Doch Noel musste zugeben, diese Art, Lightnings unerschütterlicher Mut und unglaubliche Kraft hatten ihn schon damals sehr fasziniert, hätte nie gedacht, dass eine einzelne Frau so stark sein konnte. Dass jemand, der nichts mehr besaß, als die Loyalität zu ihren Freunden und der Liebe ihrer Schwester, so sehr und unbeugsam, dem Schicksal zu trotzen fähig war. Seine Bewunderung hatte ihn sich seit jenem Tag wie ein unscheinbarer Zauber gefangen genommen und nie wieder los gelassen.
 

Während der junge Jäger sich immer weiter seiner Widersacherin näherte, konnte er spüren, wie sein Herz mit jedem Schritt, welchen er auf sie zutat, aufgeregt und schneller als gewöhnlich gegen seine Brust schlug. Sein Takt war mit einem Mal so schnell, so laut, dass es ihn nicht wundern würde, könnte auch die junge Frau ihn problemlos hören.

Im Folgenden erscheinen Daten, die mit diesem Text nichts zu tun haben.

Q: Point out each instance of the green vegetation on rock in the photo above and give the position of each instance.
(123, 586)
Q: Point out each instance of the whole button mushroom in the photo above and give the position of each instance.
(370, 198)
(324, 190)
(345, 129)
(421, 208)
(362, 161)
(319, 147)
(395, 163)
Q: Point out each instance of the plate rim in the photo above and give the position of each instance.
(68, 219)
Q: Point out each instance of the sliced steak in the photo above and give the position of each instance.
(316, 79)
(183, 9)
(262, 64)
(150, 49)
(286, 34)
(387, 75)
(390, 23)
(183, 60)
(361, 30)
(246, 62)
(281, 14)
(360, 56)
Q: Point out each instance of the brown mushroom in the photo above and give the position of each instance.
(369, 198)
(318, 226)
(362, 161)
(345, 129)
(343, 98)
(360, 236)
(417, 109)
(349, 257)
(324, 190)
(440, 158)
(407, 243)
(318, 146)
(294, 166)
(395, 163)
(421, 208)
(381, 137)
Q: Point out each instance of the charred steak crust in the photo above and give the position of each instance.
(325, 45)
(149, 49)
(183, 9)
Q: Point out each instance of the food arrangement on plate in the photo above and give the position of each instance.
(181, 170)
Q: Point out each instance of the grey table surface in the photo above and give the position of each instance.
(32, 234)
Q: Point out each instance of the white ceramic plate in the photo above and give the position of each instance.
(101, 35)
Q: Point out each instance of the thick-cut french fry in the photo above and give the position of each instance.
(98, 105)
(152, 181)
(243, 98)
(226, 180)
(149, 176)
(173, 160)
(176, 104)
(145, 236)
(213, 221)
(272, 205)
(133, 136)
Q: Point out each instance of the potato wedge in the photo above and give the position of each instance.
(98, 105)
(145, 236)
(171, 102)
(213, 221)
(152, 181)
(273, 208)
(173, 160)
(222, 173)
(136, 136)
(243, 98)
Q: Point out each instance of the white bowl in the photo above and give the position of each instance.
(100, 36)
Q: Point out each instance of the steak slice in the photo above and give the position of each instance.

Dass er sich nicht schön längst verraten hatte.
 

Und trotzdem war das vielleicht seine einzige Gelegenheit…
 

„Lass uns diese Einsamkeit, die uns zu einem und dem gleichen macht, doch endlich hinter uns bringen… Lightning…“, … endlich etwas richtig zu machen.
 

Achtsam streckte er seinen rechten Arm nach der jungen Frau aus, die Finger an seiner Hand zitternd, zögernd nach dem Gesicht vor ihm ausgestreckt. Ein flüchtiger Augenblick, der Noel dennoch viel zu langsam vorkam und sämtlichen Mut zu rauben schien, als er sah, wie Überraschung, Schock und Verwirrung aus den eisblauen Tiefen vor ihm sprachen, während seine Finger zaghaft die warme Haut Lightnings linker Wange berührten.
 

„Wir beide… was haben wir denn noch zu verlieren…?“, sprach er mit flüsternder, zittriger Stimme zugleich.